Nei secoli la Compagnia, che al suo interno aveva numerosi nobili delle più importanti famiglie fiorentine, poté contare su numerosi, generosi lasciti testamentari. Più di tutti spicò quello del musicista Domenico Melani, iscritto alla confratenita stessa, che la dotò di oggetti liturgici d'argento, tra cui cvandelieri e ostensori, e fondò un ospizio per pellegrini accanto alla sede della confraternita stessa, e alla sua morte venne affidato alla Compagnia con una generosissima dotazione.

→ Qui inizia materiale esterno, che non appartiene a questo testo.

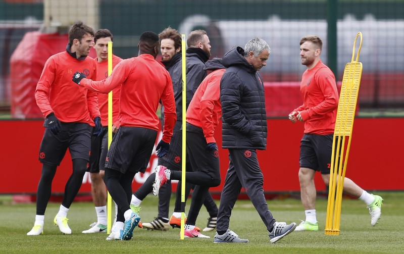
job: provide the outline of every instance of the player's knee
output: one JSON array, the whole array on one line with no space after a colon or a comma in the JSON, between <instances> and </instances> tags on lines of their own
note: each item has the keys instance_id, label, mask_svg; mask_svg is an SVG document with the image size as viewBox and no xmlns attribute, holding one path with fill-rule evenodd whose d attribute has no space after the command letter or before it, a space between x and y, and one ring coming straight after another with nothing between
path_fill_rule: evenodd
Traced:
<instances>
[{"instance_id":1,"label":"player's knee","mask_svg":"<svg viewBox=\"0 0 404 254\"><path fill-rule=\"evenodd\" d=\"M105 177L105 171L104 170L100 170L99 171L99 176L101 177L101 178L104 180L104 177Z\"/></svg>"},{"instance_id":2,"label":"player's knee","mask_svg":"<svg viewBox=\"0 0 404 254\"><path fill-rule=\"evenodd\" d=\"M217 187L218 186L219 184L220 184L220 179L212 179L211 187Z\"/></svg>"}]
</instances>

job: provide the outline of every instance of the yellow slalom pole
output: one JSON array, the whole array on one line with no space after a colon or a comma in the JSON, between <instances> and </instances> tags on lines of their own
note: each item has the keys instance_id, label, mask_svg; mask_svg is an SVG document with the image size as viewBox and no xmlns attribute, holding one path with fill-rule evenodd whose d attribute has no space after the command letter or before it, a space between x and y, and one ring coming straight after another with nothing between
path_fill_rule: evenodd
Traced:
<instances>
[{"instance_id":1,"label":"yellow slalom pole","mask_svg":"<svg viewBox=\"0 0 404 254\"><path fill-rule=\"evenodd\" d=\"M181 233L180 238L183 240L185 233L185 159L186 138L186 65L185 64L185 35L181 34L181 61L182 62L182 155L181 160Z\"/></svg>"},{"instance_id":2,"label":"yellow slalom pole","mask_svg":"<svg viewBox=\"0 0 404 254\"><path fill-rule=\"evenodd\" d=\"M108 76L112 72L112 41L108 41ZM112 141L112 91L108 93L108 149ZM112 197L110 192L107 197L107 233L111 234L112 228Z\"/></svg>"},{"instance_id":3,"label":"yellow slalom pole","mask_svg":"<svg viewBox=\"0 0 404 254\"><path fill-rule=\"evenodd\" d=\"M359 37L359 49L356 59L354 60L357 40ZM351 62L345 65L342 77L342 85L341 86L335 128L334 130L334 139L332 141L328 202L325 230L326 235L339 235L342 190L362 74L362 63L358 62L362 45L362 34L360 32L357 34L354 42Z\"/></svg>"}]
</instances>

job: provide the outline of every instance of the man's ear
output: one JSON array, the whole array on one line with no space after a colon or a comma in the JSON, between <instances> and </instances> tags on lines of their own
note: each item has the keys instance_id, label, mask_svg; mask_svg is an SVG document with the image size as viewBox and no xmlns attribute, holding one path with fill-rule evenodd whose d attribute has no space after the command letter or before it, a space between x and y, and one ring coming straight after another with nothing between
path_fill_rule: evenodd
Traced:
<instances>
[{"instance_id":1,"label":"man's ear","mask_svg":"<svg viewBox=\"0 0 404 254\"><path fill-rule=\"evenodd\" d=\"M252 59L254 57L254 53L252 51L248 52L248 57L250 59Z\"/></svg>"}]
</instances>

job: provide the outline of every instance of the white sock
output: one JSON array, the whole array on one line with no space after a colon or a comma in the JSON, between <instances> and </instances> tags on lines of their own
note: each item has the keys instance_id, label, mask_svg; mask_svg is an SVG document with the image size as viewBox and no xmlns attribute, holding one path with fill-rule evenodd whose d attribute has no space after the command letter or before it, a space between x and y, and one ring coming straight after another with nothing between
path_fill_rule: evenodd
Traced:
<instances>
[{"instance_id":1,"label":"white sock","mask_svg":"<svg viewBox=\"0 0 404 254\"><path fill-rule=\"evenodd\" d=\"M106 226L108 223L107 219L107 206L95 207L95 212L97 213L97 223Z\"/></svg>"},{"instance_id":2,"label":"white sock","mask_svg":"<svg viewBox=\"0 0 404 254\"><path fill-rule=\"evenodd\" d=\"M142 202L142 200L138 198L133 194L132 194L132 199L130 200L130 205L134 206L140 206Z\"/></svg>"},{"instance_id":3,"label":"white sock","mask_svg":"<svg viewBox=\"0 0 404 254\"><path fill-rule=\"evenodd\" d=\"M57 216L58 217L67 217L68 212L69 212L69 209L65 208L63 205L61 205Z\"/></svg>"},{"instance_id":4,"label":"white sock","mask_svg":"<svg viewBox=\"0 0 404 254\"><path fill-rule=\"evenodd\" d=\"M366 204L367 206L369 206L375 200L375 197L364 190L362 194L359 197L359 199L365 202L365 204Z\"/></svg>"},{"instance_id":5,"label":"white sock","mask_svg":"<svg viewBox=\"0 0 404 254\"><path fill-rule=\"evenodd\" d=\"M122 221L117 221L115 223L115 227L114 228L114 231L117 232L121 230L123 230L123 226L124 223Z\"/></svg>"},{"instance_id":6,"label":"white sock","mask_svg":"<svg viewBox=\"0 0 404 254\"><path fill-rule=\"evenodd\" d=\"M317 223L317 219L316 218L316 209L306 210L305 213L306 215L307 222L313 224Z\"/></svg>"},{"instance_id":7,"label":"white sock","mask_svg":"<svg viewBox=\"0 0 404 254\"><path fill-rule=\"evenodd\" d=\"M171 175L171 171L168 169L166 169L164 170L164 173L166 173L166 177L167 178L167 180L170 180L170 176Z\"/></svg>"},{"instance_id":8,"label":"white sock","mask_svg":"<svg viewBox=\"0 0 404 254\"><path fill-rule=\"evenodd\" d=\"M186 223L185 224L185 226L184 226L184 229L185 230L192 230L194 228L195 228L195 225L188 225Z\"/></svg>"},{"instance_id":9,"label":"white sock","mask_svg":"<svg viewBox=\"0 0 404 254\"><path fill-rule=\"evenodd\" d=\"M126 210L126 212L125 212L123 214L123 216L125 217L125 221L126 221L129 219L129 218L130 218L130 215L131 214L132 214L132 210L131 210L130 209Z\"/></svg>"},{"instance_id":10,"label":"white sock","mask_svg":"<svg viewBox=\"0 0 404 254\"><path fill-rule=\"evenodd\" d=\"M45 220L44 215L35 215L35 223L34 223L34 226L36 226L37 225L40 225L41 226L43 226L43 221L44 220Z\"/></svg>"},{"instance_id":11,"label":"white sock","mask_svg":"<svg viewBox=\"0 0 404 254\"><path fill-rule=\"evenodd\" d=\"M181 218L181 212L174 212L173 213L173 216L175 218Z\"/></svg>"}]
</instances>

La connessione della Compagnia con lo "spedale del Melani" divenne allora così stretta da venire talvolta chiamata "Compagnia del Melani".

Nella relazione del 1783 vennero censiti 340 confratelli, che si occupavano, oltre che delle pratiche di devozione, di sostenbere con elemosine i carcerati e le loro famiglie, e di provvedere alla creazione di doti per far maritare le fanciulle povere dei lavoranti dell'Arte della Seta (forse come segno di buon vicinato con la Compagnia dei Tessitori della vicina Loggia).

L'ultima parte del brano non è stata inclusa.